Facing almost certain death

The past few weeks has seen me promoted to a PE TA. I say promoted, but really it’s just the same job, just with a lighter than light timetable and being instantly cool, because PE seems to be everyone’s favourite lesson; except for year 8 girls who appear to go down with a different ailment every 5 minutes. I spend most of my days floating around the school looking for classrooms that have a child’s birthday that day; aka a cake hunt. A promotion for my stomach, perhaps.


I’ve also being tutoring 3 siblings twice a week. This basically involves sitting on a very plush couch and having the 3 of them take turns to have me do their homework and wow them with my native English prowess. The middle child has taken to offering me tea, which I politely decline, as I wasn’t sure she knew how to make a cup. Turns out I was right; she saunters in one evening 10 minutes after leaving to “get a pen,” clutching this glass mug of honey coloured drink. I wonder how she’s clutching a glass cup filled with boiling water so tightly. Turns out that it was, in fact, cold water filled with tea leaves. I’ll give the girl credit; she’s got the basic idea right. Just putting it into practice turned out to be wildly unsuccessful. Needless to say I was more than relieved when her mum came home to rectify the situation.
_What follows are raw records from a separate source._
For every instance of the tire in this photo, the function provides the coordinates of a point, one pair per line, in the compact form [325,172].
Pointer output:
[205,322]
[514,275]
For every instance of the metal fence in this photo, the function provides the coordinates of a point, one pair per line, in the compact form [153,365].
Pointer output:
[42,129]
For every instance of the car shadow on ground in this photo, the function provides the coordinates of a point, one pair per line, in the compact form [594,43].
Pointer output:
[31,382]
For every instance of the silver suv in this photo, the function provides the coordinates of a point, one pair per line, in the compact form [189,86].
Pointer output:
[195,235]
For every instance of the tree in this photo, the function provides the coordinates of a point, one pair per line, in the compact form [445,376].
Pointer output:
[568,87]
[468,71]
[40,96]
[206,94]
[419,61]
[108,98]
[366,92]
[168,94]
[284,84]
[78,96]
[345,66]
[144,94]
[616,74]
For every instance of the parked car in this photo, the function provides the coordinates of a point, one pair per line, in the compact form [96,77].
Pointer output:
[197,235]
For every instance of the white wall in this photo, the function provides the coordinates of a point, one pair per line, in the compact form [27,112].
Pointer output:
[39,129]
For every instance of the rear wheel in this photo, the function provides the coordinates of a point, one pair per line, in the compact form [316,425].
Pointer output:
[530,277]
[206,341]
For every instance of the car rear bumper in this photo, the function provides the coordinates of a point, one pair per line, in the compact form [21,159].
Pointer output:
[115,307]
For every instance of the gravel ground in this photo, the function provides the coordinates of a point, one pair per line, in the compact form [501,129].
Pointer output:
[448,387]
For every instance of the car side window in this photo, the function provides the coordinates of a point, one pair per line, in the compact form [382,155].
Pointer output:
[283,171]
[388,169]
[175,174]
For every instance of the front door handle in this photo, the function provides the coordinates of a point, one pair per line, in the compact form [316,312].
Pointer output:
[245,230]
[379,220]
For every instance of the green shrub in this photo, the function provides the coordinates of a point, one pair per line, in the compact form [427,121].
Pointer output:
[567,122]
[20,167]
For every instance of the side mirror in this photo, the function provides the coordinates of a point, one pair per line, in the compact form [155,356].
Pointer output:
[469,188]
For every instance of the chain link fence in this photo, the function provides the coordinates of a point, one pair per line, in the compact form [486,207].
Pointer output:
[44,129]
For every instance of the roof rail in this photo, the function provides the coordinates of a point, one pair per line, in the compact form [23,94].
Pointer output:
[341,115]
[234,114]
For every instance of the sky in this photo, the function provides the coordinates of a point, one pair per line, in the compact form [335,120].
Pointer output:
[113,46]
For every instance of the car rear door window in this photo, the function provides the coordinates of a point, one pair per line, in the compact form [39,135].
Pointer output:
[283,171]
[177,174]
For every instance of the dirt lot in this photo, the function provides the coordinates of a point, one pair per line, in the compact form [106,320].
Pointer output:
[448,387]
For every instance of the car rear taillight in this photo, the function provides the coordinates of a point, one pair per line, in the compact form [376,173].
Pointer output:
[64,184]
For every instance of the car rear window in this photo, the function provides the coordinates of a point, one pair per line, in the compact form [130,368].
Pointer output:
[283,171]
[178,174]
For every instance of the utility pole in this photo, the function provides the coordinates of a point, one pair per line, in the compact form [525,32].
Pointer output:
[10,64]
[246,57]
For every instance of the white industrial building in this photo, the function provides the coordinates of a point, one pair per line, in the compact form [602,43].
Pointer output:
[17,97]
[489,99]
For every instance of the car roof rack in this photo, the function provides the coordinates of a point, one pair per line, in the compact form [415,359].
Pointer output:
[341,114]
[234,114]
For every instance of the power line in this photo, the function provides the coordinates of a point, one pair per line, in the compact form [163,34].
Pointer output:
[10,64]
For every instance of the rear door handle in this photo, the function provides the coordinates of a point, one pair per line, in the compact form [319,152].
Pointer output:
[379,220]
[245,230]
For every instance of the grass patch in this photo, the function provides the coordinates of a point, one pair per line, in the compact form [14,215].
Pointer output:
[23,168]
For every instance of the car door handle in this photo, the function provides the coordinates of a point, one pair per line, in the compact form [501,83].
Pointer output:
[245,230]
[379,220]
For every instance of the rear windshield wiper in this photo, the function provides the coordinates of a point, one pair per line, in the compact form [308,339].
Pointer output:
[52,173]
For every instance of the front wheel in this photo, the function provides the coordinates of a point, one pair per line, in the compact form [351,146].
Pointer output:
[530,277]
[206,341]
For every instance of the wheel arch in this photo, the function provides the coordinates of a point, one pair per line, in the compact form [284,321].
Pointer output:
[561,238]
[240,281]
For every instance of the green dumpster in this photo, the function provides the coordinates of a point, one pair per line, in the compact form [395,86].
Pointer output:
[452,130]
This week saw us have a long 4 day weekend. Naturally, this has been a long time coming and we were eager to make a quick escape out of the city, to the mountains nearby. A quick hour and a half journey later and we were in the mountainous region of Chimgan; being one group of about two staying in our plush hotel that weekend. Our little cottages were rather spacious and provided the perfect setting for what can only be described as a tasteless rendition of Cards Against Humanity.
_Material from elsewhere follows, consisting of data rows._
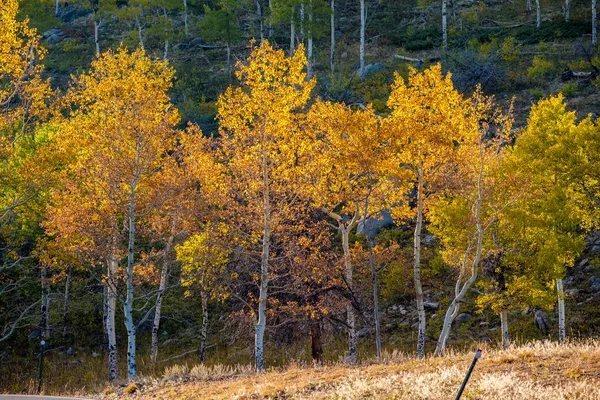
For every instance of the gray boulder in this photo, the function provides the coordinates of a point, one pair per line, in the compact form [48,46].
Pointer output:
[464,317]
[594,284]
[54,35]
[431,305]
[372,69]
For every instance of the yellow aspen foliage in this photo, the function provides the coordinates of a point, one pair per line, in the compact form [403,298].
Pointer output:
[264,148]
[23,97]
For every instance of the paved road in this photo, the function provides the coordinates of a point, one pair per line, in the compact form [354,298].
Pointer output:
[25,397]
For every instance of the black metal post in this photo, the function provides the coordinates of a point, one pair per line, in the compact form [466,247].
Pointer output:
[41,372]
[462,387]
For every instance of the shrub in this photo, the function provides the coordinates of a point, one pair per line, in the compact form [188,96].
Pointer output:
[510,49]
[131,389]
[569,89]
[176,371]
[540,68]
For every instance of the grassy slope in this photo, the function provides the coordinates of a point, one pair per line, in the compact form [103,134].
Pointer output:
[534,371]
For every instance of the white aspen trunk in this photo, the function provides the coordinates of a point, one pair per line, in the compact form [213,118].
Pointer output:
[375,300]
[562,332]
[461,291]
[504,329]
[229,68]
[417,269]
[204,329]
[594,27]
[264,270]
[363,23]
[67,300]
[185,18]
[164,274]
[140,36]
[45,307]
[332,50]
[292,34]
[260,20]
[111,307]
[270,19]
[97,35]
[444,25]
[128,306]
[302,19]
[351,319]
[310,42]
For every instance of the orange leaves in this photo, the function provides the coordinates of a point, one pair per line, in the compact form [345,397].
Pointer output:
[119,137]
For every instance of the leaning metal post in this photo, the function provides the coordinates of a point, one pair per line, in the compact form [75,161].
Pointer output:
[462,387]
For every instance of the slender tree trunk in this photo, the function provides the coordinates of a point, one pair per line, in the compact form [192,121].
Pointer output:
[128,306]
[111,307]
[351,320]
[97,35]
[332,49]
[229,68]
[140,35]
[302,19]
[45,308]
[310,42]
[504,329]
[417,268]
[461,291]
[185,18]
[204,329]
[444,25]
[363,23]
[292,34]
[594,27]
[164,274]
[561,311]
[375,299]
[67,301]
[264,270]
[270,19]
[260,20]
[316,343]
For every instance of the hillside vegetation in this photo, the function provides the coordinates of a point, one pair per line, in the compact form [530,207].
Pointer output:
[535,371]
[203,190]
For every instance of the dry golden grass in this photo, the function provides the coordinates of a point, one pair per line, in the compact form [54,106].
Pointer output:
[536,371]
Our home; questionable stains and broken toilets by the time we left

Chalet livin'

Views for days

Day 1 was spent experiencing almost certain death on a cable cart up to the top of the mountain area we were in. It was a wise decision to look, neither up, nor down. Upon nearing the top, we were accosted by a man on a rock wielding a camera and throwing compliments towards our approaching car. Obviously we smiled encouragingly for what might be a man with a dream to be a photographer, and I further encouraged his career by happily buying our prints upon reaching the top.

Luckily they caught the smiles after we got over the initial shock

Do you even have any safety standards?
Does anyone even know this cable car ride is operating?








Our hike further up was brief but scorching, avoiding wild horses on the way. We found, and were vaguely successful at breaking into a weather station at the top, happily and thankfully avoiding arrest at the inappropriate posing done on said station. I am now expecting my invite to be an H&M model imminently.

Weather station not made for climbing on

I maintain we didn't get carried away
H&M, I'm awaiting your call now



The journey home was only slightly distressing, with our car bumping into another car’s wing mirror. Surprisingly, both cars stopped, if only for a 45 second yelling much before driving off with even more vengeance than before.

Look into the distance they said


We celebrated our survival to the mountains at a fast food place that conveniently served £1 cocktails and £3 bottles of champagne. Acting like the ballers that we clearly are, we made our way to a couple of other places throughout the course of the evening, eventually managing to get ourselves thrown out of one place for accidentally drinking someone's bottle of Jack Daniels and helping ourselves to their fruit platter. An honest mistake, it was agreed by all, as we were not so cordially removed by the bouncers. Not even sorry; apple and grapes are a perfect midnight snack.